利用10倍的显微物镜将近红外飞秒激光脉冲汇聚到宽带隙半导体材料6H SiC的前表面，研究样品的烧蚀及诱导微细结构。用扫描电镜(Scanning electron microscope, SEM)及光学显微镜测量烧蚀斑。利用烧蚀面积与激光脉冲能量的关系确定SiC的烧蚀阈值。给出了SiC样品的烧蚀阈值与飞秒激光波长的依赖关系。实验结果表明，可见光区随波长增加，烧蚀阈值从0.29 J/cm2增加到0.67 J/cm2;而在近红外区，SiC的烧蚀阈值为0.70 J/cm2左右，基本上不随激光波长变化而改变。结合计算结果，可以认为在飞秒激光烧蚀SiC的过程中，在近红外区，光致电离和碰撞电离均起到了重要的作用;而在可见光区，光致电离的作用相对大一些。

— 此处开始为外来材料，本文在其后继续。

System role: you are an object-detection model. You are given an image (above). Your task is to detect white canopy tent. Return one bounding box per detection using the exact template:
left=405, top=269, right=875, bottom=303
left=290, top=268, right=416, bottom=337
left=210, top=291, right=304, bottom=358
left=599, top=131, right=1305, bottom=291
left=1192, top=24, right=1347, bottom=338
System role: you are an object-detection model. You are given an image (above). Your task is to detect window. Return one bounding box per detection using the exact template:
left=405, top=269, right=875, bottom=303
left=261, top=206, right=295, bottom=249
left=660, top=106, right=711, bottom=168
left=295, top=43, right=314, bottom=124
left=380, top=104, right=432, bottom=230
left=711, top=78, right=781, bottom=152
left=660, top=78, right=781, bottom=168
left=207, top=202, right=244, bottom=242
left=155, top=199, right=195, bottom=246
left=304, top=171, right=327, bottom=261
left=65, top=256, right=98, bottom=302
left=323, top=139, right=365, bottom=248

To study the damage mechanism and micromachining of 6H SiC, the femtosecond (fs) laser pulse is focused on the front of the sample by a 10× microscope objective lens. The ablation pits are measured with scanning electron microscope (SEM) and optical microscope (OM). The experimental results indicate that high quality micro-structures can be fabricated in SiC crystal. Based on the dependence of ablation area on laser pulse energy, the threshold fluence is determined accurately, and the wavelength dependence of SiC ablation threshold fluence is given. The threshold fluence of SiC is found to increase with the incident laser wavelength from 0.29 J/cm2 to 0.67 J/cm2 in the visible region, while it remains almost constant (about 0.70 J/cm2) for NIR laser. For the NIR laser pulses, both photoionization and impact ionization play important role in electronic excitation, while for viaible lasers, photoionization is dominant.